JSX is a small Regional/Charter operation flying ERJs. I suppose time built there would be as good as any? My question is why would you choose to work there vs the more conventional Regionals and why the desire to go a different route or are you simply looking for alternatives?
I’m not convinced that JSX will be able to provide a direct path to the majors. The majors really prefer to see quality time at a regional. Exceptions can be made, but they are usually given to pilots with military experience. I haven’t heard of anyone going directly to a major from a charter, even the ones with 10,000+ hours (my perspective is limited. Just an observation). It may help and you may not spend as much time at a regional if you gain TPIC xp at JSX, but I don’t see it taking any less time than if you were to start with a regional from the beginning.
I mean after two years as an AIA, getting paid $114,000 to fly around 206s doesn’t sound like the worst thing in the world. I’d imagine that goes a long way in the remote areas you’re stationed in.
Nobody said it would or wouldn’t. Gavin originally asked if flying for AIA, Border Patrol or JSX would suffice to move directly to a major. I’m just saying I don’t think flying for either would be enough to achieve the goal of reaching a major if that’s the goal.
Gotcha. Just saying if you like fly low and slow, it’s not a bad career alternative to the airlines. Less in career earnings, but unrivaled job security.
Didn’t Southwest regularly pull Phenom 100/300 PICs from Executive Airshare for their new hire classes before COVID-19? Also, FedEx hired the Director of Operations from my small family owned Part 135 last year.
A lot of my experience in Aviation has made me a firm believer that “who you know” is worth just as much as “what you know”. I am still considered low time but am expected to become the director of training at my company in he next couple of weeks. Build the resume, build the multi engine turbine PIC time and I think the world could be yours for the taking once everything settles with the virus and the flying public returns in large numbers again.

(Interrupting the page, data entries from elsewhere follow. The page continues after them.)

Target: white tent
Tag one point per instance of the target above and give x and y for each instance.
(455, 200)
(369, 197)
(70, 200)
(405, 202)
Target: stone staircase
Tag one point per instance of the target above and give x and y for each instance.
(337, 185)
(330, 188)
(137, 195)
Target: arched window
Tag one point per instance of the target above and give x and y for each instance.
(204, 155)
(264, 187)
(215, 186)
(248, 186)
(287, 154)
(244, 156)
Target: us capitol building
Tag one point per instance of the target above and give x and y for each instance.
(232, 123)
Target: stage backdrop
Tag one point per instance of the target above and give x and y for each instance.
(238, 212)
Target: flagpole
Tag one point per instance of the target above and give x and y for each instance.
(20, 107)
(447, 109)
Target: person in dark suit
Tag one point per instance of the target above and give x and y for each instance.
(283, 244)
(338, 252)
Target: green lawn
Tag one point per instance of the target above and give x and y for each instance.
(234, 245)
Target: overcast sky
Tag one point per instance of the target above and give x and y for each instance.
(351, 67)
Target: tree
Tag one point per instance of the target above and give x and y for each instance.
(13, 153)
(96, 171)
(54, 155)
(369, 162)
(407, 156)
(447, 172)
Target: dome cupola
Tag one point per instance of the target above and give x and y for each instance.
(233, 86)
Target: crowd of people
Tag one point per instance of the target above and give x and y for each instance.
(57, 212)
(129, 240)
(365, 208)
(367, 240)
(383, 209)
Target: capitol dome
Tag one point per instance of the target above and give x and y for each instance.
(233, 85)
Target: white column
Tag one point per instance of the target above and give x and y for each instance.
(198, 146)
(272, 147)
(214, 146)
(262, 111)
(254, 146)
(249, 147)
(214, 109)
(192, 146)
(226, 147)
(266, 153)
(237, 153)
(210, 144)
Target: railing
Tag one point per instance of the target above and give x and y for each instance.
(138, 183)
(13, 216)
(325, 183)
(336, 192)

Everyone knows a guy who knows a guy who ended up beating the odds and that’s great but ultimately it’s about those odds. The vast majority of Major airline newhires came from Regionals and that’s not likely to change. No one is saying there aren’t other routes but again your chances are much better following the herd.
Yes, everyone knows a guy. Maybe I should’ve left that out so it wouldn’t muddy up my main point/question. I’m a 135 guy while I still work towards 1500 and wait for airlines to start hiring again and in my part of the industry Executive Airshare was “the place to be” before COVID because the rumor was Southwest pulled from them regularly. I was asking to see if anyone could confirm since Tory stated he had not heard of anyone going Charter direct to a major.
I have heard of a few pilots going straight from charter companies to the majors, but they are few and far between.
I’m currently at Southwest and every 91/135 pilot that I have met here put over 2 decades into their career before getting the call from SWA. There may be exceptions and slightly lower numbers, but it is definitely the long route. And usually the least common background of anyone in new hire classes.
I also said my perspective was limited, which Jordan’s reply affirmed.
It was just a question, not a personal attack, or trying to argue that the regionals are or are not the better route.
Thanks for the insight and answering the question, Jordan.